So- despite the current trauma you have not ruined his life, etc. He will be mad because of the studying he did, but he’ll get over it. Tell him my tale- HE could just as easily been the one to make the mistake. Be sure he double checks when he signs up for future SAT tests- if it can happen to a gifted (age almost 16) HS senior, it can happen to any other kid, even yours.

Nice to have great kids and since he was just a freshman I understand why mom was doing the work. You will be turning over the reins very soon so he can be in charge- and learn from his own mistakes. It is best to take exams close to the time a course is finished.

btw- one of son’s AP tests that year was for a previous summer gifted program 3 week course he dropped out of because he couldn’t get in the distance running he was passionate about there- he got the 5. A kid we knew never took required US history or the AP version because he took the AP and got a 5 before he was to take either course. Just more tales of how the world doesn’t run on a schedule for everyone.

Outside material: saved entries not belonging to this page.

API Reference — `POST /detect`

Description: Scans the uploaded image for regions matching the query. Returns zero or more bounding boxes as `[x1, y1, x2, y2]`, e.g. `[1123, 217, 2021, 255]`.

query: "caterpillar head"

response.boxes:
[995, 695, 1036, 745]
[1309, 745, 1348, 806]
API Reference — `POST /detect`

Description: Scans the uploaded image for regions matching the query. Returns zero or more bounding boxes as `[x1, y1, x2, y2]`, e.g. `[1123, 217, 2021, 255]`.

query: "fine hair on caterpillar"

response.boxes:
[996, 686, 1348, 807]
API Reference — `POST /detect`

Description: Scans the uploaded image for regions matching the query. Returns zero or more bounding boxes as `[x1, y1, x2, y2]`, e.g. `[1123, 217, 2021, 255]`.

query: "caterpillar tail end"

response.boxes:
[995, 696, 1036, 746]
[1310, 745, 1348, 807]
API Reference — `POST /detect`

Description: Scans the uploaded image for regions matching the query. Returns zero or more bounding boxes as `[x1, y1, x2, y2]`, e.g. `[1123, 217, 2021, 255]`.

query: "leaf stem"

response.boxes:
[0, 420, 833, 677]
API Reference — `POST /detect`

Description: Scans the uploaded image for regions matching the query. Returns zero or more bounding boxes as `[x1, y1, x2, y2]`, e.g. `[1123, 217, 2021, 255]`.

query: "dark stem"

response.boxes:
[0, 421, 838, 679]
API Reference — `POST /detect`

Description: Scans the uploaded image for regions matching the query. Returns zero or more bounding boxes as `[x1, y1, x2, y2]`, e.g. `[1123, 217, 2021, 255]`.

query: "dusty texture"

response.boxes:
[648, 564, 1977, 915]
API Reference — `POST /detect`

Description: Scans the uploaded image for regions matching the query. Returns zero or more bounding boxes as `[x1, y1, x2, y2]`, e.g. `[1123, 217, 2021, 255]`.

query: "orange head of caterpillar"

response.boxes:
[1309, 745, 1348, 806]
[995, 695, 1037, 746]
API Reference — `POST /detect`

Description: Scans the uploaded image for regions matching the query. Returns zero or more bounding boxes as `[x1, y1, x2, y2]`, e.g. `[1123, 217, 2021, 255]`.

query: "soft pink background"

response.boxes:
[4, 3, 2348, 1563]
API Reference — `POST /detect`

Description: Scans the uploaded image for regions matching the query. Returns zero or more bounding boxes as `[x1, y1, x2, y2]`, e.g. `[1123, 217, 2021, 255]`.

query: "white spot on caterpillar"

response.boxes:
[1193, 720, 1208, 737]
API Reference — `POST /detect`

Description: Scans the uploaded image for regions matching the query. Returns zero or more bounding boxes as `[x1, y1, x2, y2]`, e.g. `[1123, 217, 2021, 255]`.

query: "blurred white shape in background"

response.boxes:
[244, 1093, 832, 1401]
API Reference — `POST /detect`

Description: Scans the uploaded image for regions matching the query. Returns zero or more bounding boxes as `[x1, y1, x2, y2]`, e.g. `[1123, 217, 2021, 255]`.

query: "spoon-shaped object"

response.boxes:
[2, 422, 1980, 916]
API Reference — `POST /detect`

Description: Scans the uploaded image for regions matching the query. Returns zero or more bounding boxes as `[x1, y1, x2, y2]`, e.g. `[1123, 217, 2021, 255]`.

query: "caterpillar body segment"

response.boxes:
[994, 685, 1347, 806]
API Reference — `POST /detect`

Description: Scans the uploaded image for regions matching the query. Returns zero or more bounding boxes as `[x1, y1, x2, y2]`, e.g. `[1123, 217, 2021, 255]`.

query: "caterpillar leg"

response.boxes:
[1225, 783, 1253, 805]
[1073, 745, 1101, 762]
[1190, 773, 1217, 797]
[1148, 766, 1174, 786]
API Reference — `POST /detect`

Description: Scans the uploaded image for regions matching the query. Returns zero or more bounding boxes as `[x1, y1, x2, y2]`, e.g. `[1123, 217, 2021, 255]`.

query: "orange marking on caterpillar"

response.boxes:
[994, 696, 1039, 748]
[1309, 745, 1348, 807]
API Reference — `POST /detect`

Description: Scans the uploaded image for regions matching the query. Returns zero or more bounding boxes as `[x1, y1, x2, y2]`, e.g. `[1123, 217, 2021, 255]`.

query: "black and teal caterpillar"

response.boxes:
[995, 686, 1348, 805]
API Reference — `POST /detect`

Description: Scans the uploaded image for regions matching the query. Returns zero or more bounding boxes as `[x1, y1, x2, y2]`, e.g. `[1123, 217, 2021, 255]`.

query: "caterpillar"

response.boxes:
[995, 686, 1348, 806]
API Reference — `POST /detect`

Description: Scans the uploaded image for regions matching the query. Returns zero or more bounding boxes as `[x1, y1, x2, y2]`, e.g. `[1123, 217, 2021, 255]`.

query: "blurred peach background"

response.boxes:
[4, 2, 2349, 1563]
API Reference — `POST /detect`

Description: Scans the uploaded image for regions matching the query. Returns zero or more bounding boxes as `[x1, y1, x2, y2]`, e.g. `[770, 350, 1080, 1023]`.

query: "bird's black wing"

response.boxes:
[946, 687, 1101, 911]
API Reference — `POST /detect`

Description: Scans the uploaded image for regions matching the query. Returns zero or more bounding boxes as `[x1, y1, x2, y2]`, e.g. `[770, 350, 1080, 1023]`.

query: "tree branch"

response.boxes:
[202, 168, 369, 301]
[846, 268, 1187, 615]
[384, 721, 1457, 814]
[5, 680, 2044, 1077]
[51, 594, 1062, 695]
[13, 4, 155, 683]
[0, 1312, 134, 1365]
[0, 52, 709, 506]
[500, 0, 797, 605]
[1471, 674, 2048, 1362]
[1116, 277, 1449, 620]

After all of that- thanks for sharing. Life is full of detours/mistakes et al and still things work out as they should.

My kid was going to an MUN conference across the country and I booked the flight for the wrong date. Didn’t find out till we met the group at the airport. Ended up on a later flight with a huge change fee and missed some events … not my finest moment.

If he takes an AP science junior year that might be an even better time to take subject SAT. That’s when most kids take the bulk of their subject tests at our school.

Glad your son is being so understanding.